The coaching carousel continues to churn well into June at the Power Four level, and the latest newsworthy note comes from Tuscaloosa where Kalen DeBoer and Alabama are reportedly adding an ACC staffer.
Alabama has hired Louisville graduate assistant Noah Fisher to serve as assistant tight ends coach, according to CBS Sports.
Fisher spent the last two years with the Cardinals working with both the offensive line and tight ends and will now bring that experience working under noted offensive mind Jeff Brohm to the SEC.
What makes this move particularly interesting is the connection that's already in place in Tuscaloosa.
Fisher will be reuniting with Richard Owens, who coaches the tight ends for Kalen DeBoer's Crimson Tide staff.
The two worked together at Louisville, where Owens - who formally joined the staff back in February - coached the offensive line for Brohm and the Cardinals before making the move to Alabama. But the relationship goes deeper than just a shared coaching stop, as Fisher actually played for Owens.
Before joining the Louisville staff, Owens was the offensive line coach at South Alabama in 2016-17. Fisher was on that roster as the team's starting left tackle for a few seasons from 2014-17 before deciding to transfer to Tulane in the spring of 2018. So this isn't just a hire built on a couple years of professional overlap, it's a reunion of a coach and player whose relationship stretches back to the recruiting process and developed further into coach and player and eventually colleagues.
That kind of trust matters, especially when you're talking about a role inside one of the most scrutinized programs in college football.
For coaches climbing the ladder, Fisher's trajectory is worth noting. Two years as a graduate at a Power conference program, working with both the offensive line and tight ends, and now he's stepping into a larger assistant role at Alabama. That's a meaningful jump, and it speaks to both what he put on tape as a young coach at Louisville and what Owens saw in him long before that.

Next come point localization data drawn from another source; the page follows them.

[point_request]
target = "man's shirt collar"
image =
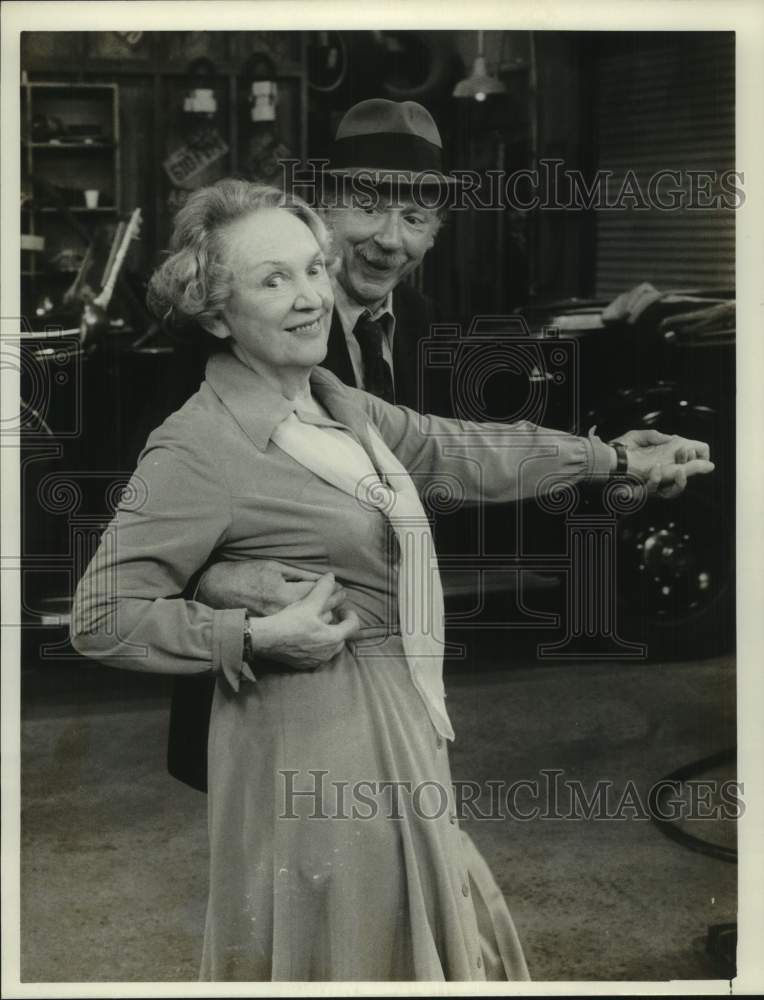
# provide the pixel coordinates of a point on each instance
(349, 310)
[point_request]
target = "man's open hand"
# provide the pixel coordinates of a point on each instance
(664, 462)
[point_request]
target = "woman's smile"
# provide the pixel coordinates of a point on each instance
(314, 326)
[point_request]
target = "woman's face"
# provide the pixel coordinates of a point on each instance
(279, 309)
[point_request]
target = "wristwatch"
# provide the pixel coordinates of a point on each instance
(622, 460)
(247, 654)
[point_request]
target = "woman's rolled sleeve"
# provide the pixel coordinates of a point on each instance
(492, 461)
(129, 610)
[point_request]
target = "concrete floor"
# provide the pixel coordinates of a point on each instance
(113, 876)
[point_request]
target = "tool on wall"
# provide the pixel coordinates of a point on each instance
(94, 315)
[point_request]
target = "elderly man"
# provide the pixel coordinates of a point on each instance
(386, 164)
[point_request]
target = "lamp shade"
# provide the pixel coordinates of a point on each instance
(479, 84)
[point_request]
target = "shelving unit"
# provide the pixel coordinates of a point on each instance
(70, 144)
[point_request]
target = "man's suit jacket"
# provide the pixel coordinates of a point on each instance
(192, 696)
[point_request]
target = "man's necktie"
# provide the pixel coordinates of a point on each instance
(378, 378)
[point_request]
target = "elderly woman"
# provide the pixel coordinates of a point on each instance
(336, 852)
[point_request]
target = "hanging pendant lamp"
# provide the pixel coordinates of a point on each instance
(480, 84)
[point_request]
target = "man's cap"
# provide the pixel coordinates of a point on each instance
(395, 140)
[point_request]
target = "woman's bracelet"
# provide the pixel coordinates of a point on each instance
(622, 459)
(247, 654)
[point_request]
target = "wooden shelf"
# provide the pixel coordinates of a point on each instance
(70, 146)
(50, 210)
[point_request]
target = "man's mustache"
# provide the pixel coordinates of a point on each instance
(383, 260)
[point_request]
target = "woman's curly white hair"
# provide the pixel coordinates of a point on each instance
(193, 283)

DeBoer continues to build out his staff with a mix of proven coordinators and hungry young coaches who have something to prove. Fisher fits squarely in that second category, and he's walking into a room where the position coach already knows and believes in him.
After a 9-4 debut season where he stepped into the most daunting job in college football after taking over for Nick Saban in one of college football's biggest pressure cookers, DeBoer followed that up with a 11-4 second-season last fall that included a first-round win in the College Football Playoff before losing to eventual national champion Indiana in the Rose Bowl 38-3.